Votre meilleur entretien remonte à trois semaines. Pouvez-vous encore dire pourquoi c’était le meilleur ?
Quand vous êtes la seule personne à recruter, la décision ne se prend pas pendant l’entretien : elle se prend des semaines plus tard, à partir de ce qu’il vous en reste en mémoire. Or la mémoire est un très mauvais endroit pour conserver une décision d’embauche. Voici la solution peu coûteuse qui était autrefois un luxe réservé aux grandes entreprises.

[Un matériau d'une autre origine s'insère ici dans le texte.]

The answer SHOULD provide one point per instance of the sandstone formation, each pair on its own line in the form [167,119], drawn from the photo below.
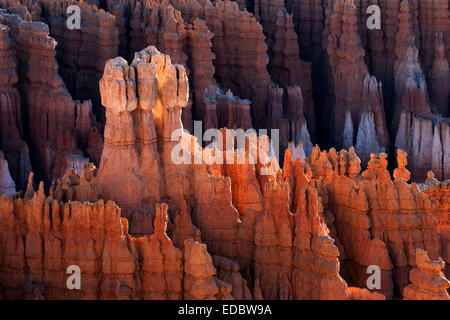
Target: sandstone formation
[48,105]
[428,282]
[12,133]
[152,205]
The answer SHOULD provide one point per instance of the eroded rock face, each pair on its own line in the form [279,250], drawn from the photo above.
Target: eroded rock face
[184,224]
[428,282]
[12,134]
[45,99]
[82,53]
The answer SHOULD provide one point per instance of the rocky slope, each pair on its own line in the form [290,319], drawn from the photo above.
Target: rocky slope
[149,211]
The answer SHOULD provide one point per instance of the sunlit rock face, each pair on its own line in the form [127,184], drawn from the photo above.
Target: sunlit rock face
[225,150]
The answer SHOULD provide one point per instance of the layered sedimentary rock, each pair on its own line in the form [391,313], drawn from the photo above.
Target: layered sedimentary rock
[426,140]
[427,280]
[45,99]
[7,185]
[359,93]
[47,236]
[387,230]
[439,76]
[243,229]
[411,93]
[12,134]
[82,53]
[439,195]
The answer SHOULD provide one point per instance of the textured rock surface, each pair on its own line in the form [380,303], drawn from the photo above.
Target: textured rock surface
[428,282]
[48,105]
[169,217]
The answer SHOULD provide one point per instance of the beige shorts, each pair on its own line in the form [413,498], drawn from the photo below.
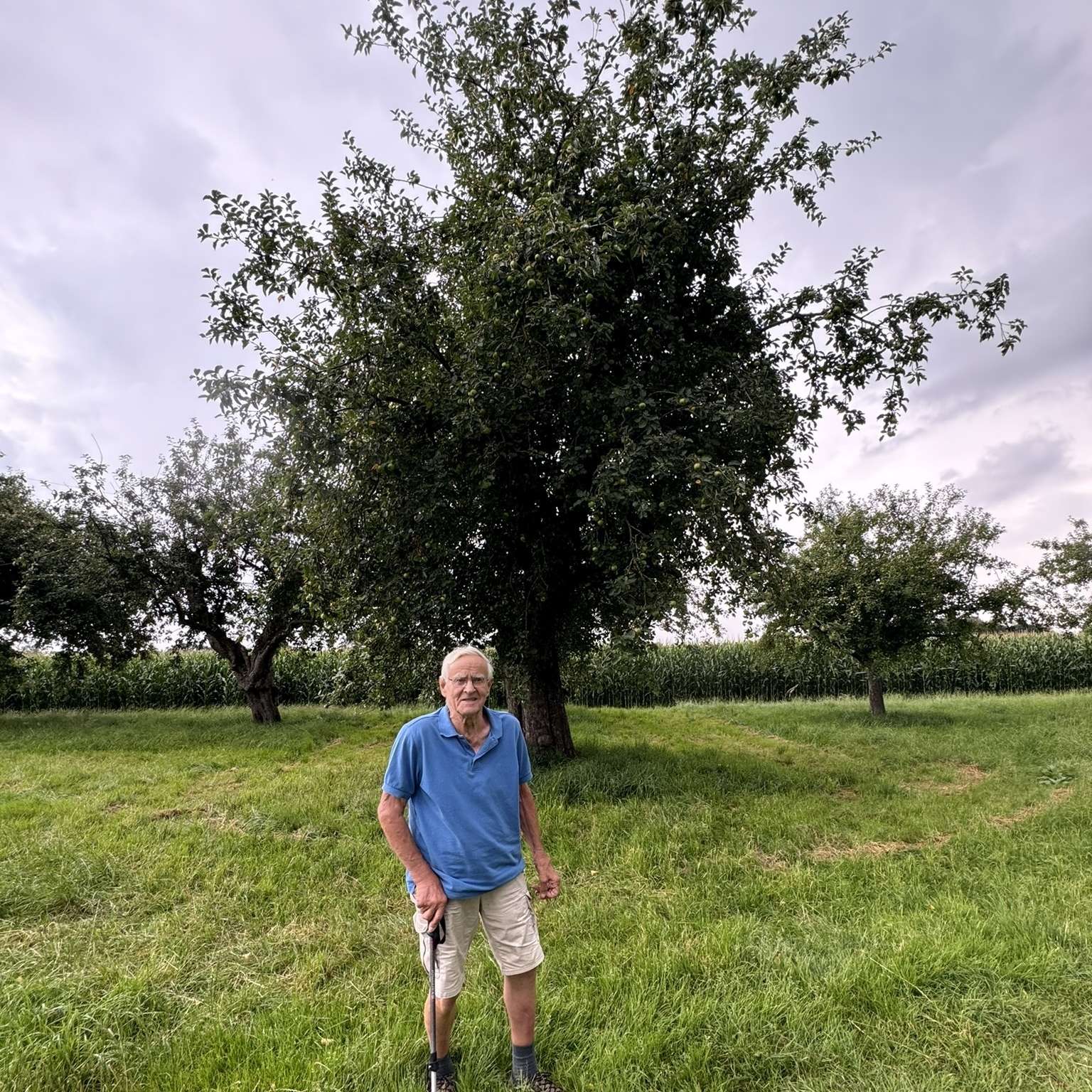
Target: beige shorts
[508,918]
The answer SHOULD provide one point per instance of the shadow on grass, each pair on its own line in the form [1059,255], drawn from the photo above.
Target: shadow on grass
[153,731]
[611,774]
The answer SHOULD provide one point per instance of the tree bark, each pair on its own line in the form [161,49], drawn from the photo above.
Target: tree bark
[545,719]
[876,706]
[262,701]
[252,670]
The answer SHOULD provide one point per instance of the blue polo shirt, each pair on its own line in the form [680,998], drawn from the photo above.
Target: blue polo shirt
[464,807]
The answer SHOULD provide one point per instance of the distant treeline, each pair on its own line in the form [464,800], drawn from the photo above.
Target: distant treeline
[739,670]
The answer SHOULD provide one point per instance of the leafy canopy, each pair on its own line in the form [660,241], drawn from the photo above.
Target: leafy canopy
[211,534]
[537,395]
[884,574]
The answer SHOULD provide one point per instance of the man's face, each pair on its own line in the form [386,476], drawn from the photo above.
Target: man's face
[469,698]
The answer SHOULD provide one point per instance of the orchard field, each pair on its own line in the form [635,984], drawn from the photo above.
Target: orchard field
[756,896]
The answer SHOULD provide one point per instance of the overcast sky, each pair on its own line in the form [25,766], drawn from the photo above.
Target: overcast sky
[117,118]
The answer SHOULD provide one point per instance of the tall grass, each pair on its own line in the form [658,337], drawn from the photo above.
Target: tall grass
[756,898]
[742,670]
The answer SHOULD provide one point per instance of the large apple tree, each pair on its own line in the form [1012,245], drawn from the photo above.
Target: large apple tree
[536,395]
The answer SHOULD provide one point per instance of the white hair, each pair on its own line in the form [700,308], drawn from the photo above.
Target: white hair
[466,650]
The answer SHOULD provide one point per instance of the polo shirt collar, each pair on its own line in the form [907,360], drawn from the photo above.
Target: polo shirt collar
[446,729]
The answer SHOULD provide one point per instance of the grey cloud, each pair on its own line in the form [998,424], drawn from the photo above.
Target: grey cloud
[1015,469]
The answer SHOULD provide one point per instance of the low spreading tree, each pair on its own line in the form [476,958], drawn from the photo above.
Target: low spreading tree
[67,587]
[879,577]
[540,395]
[1064,578]
[214,537]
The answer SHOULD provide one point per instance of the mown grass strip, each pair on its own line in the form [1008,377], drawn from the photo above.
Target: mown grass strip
[188,901]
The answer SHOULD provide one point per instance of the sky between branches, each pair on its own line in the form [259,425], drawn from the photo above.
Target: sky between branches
[118,118]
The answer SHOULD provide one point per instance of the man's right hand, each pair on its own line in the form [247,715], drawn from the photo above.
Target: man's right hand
[428,894]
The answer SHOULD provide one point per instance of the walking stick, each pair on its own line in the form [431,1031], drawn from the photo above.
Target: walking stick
[437,936]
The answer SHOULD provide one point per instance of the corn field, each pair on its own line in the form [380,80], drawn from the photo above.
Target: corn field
[742,670]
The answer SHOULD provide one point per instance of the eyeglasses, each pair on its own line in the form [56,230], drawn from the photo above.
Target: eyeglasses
[476,680]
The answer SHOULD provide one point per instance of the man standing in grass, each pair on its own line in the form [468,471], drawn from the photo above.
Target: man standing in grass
[464,772]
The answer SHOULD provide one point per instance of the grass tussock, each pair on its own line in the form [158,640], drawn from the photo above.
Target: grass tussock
[790,896]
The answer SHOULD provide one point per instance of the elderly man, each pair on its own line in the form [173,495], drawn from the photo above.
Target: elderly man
[464,772]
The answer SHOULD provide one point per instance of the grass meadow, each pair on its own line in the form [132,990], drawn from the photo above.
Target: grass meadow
[755,896]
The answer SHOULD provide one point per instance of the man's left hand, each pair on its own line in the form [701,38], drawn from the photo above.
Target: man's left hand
[550,882]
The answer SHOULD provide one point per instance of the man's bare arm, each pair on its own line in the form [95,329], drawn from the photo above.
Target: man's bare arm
[550,882]
[428,890]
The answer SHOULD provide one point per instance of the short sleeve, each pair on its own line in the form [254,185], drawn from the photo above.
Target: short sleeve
[403,768]
[522,757]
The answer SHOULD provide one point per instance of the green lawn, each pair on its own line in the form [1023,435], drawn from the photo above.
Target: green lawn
[784,896]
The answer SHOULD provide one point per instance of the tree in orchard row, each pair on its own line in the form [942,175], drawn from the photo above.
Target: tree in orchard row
[63,587]
[213,542]
[539,395]
[1063,581]
[882,576]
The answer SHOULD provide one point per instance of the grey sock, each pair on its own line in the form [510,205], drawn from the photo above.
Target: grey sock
[523,1063]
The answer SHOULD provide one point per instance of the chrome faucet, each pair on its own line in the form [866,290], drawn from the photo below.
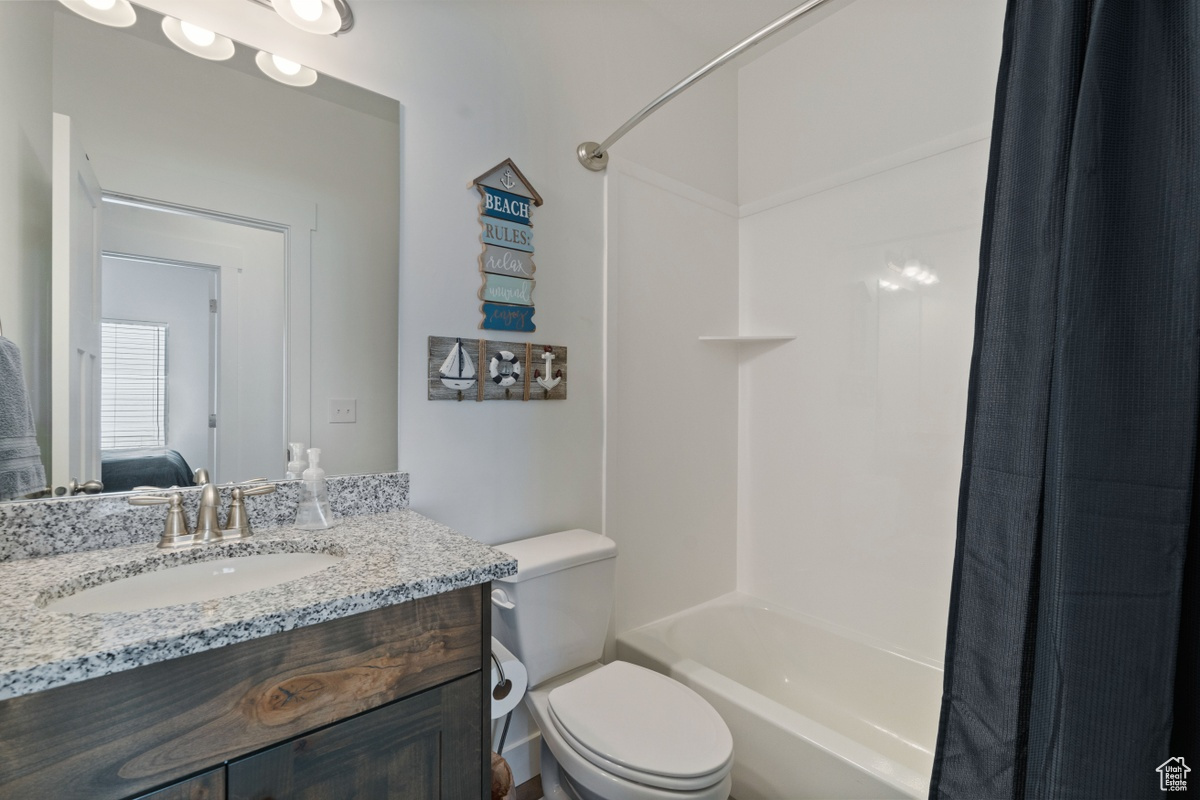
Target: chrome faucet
[208,525]
[178,535]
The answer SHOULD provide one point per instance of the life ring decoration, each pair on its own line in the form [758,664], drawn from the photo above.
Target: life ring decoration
[504,368]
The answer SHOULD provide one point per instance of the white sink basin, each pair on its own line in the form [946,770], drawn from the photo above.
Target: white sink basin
[192,583]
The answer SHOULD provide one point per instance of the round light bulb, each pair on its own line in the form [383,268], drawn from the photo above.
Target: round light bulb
[307,10]
[286,66]
[197,35]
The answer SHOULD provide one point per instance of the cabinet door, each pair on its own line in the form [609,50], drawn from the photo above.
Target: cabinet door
[423,747]
[209,786]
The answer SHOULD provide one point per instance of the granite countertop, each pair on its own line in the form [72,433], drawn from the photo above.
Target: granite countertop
[388,558]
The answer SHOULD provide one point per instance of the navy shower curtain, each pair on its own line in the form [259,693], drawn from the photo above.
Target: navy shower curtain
[1072,650]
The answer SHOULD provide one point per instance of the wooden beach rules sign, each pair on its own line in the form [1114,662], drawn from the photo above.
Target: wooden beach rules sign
[505,205]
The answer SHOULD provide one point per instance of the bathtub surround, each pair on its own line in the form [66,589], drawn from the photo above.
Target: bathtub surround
[851,437]
[1072,660]
[41,528]
[816,710]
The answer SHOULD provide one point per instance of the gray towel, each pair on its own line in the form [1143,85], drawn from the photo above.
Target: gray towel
[21,461]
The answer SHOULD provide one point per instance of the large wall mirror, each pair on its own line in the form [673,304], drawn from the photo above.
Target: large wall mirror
[198,264]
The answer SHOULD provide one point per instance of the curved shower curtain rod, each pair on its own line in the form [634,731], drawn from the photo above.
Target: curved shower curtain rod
[595,156]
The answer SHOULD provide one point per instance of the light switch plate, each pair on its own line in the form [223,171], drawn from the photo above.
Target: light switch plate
[343,409]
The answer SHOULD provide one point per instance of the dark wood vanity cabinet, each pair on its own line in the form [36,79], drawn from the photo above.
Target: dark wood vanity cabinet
[419,747]
[209,786]
[388,703]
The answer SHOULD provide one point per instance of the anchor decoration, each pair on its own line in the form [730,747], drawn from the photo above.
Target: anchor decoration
[507,200]
[483,370]
[549,383]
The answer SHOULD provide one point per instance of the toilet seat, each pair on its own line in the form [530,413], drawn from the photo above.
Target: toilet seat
[643,727]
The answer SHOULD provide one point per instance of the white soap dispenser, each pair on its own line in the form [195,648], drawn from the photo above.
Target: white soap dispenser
[295,461]
[313,512]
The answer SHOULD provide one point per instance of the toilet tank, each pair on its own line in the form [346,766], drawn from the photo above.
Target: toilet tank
[562,599]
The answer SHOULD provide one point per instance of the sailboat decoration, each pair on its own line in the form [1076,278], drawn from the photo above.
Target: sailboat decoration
[457,371]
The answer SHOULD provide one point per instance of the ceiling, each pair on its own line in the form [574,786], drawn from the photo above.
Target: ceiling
[715,25]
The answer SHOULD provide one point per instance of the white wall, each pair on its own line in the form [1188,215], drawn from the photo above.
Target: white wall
[863,137]
[480,82]
[25,198]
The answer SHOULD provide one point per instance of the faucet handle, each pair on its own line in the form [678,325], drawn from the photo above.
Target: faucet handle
[175,534]
[238,522]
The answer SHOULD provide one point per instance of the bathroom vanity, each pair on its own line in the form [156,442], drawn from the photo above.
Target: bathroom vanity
[366,679]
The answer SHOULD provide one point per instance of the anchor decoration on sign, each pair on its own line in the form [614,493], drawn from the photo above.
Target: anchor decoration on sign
[546,382]
[457,371]
[507,200]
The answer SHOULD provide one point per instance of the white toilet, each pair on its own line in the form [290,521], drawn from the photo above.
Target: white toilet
[612,732]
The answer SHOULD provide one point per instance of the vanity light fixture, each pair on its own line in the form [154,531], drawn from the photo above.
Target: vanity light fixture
[313,16]
[197,41]
[118,13]
[285,70]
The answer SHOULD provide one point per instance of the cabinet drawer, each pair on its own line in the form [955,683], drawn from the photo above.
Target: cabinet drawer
[426,747]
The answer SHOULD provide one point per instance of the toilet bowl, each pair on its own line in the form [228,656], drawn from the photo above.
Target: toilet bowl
[610,732]
[621,732]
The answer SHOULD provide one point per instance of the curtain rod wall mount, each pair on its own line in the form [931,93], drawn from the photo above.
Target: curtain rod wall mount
[595,156]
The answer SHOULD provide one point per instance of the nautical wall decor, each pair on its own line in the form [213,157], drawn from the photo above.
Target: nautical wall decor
[504,373]
[549,366]
[480,370]
[507,266]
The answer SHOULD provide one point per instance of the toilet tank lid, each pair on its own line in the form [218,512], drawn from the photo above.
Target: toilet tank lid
[553,552]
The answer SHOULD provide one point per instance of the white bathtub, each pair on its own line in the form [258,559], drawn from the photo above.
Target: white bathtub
[815,711]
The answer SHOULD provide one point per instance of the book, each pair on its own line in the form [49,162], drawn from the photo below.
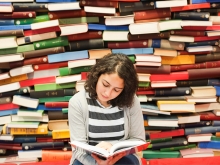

Imaginez la fin d’une campagne de recrutement. En trois semaines, vous avez mené une douzaine d’entretiens sur deux ou trois postes, casés entre tout ce que votre métier représente réellement par ailleurs. Vient le moment de trancher. Vous rouvrez vos notes, quelques bouts de phrases par candidat, certaines plus lisibles que d’autres, et vous essayez de reconstituer qui était le plus solide. Un nom ressort. Vous l’avez apprécié. Mais si vous êtes honnête, vous n’êtes pas certain qu’il s’agissait du meilleur candidat, ou simplement du dernier, du plus charmant, ou de celui qui vous rappelait un peu vous-même.
C’est le mode d’échec discret du recrutement en petite équipe, et cela n’a presque rien à voir avec votre capacité à cerner les gens sur le moment. Cela tient à ce qu’il advient de cette impression par la suite.
La décision ne se prend pas dans la salle
On parle des entretiens comme si la décision s’y prenait. Ce n’est pas le cas. Un entretien pris isolément ne vous renseigne que sur une seule personne ; recruter, c’est comparer, et la comparaison a lieu plus tard, une fois les entretiens terminés, quand vous mettez les candidats en balance les uns par rapport aux autres. Ce qui veut dire que vous ne comparez pas vraiment les conversations que vous avez eues. Vous comparez ce que vous en avez retenu.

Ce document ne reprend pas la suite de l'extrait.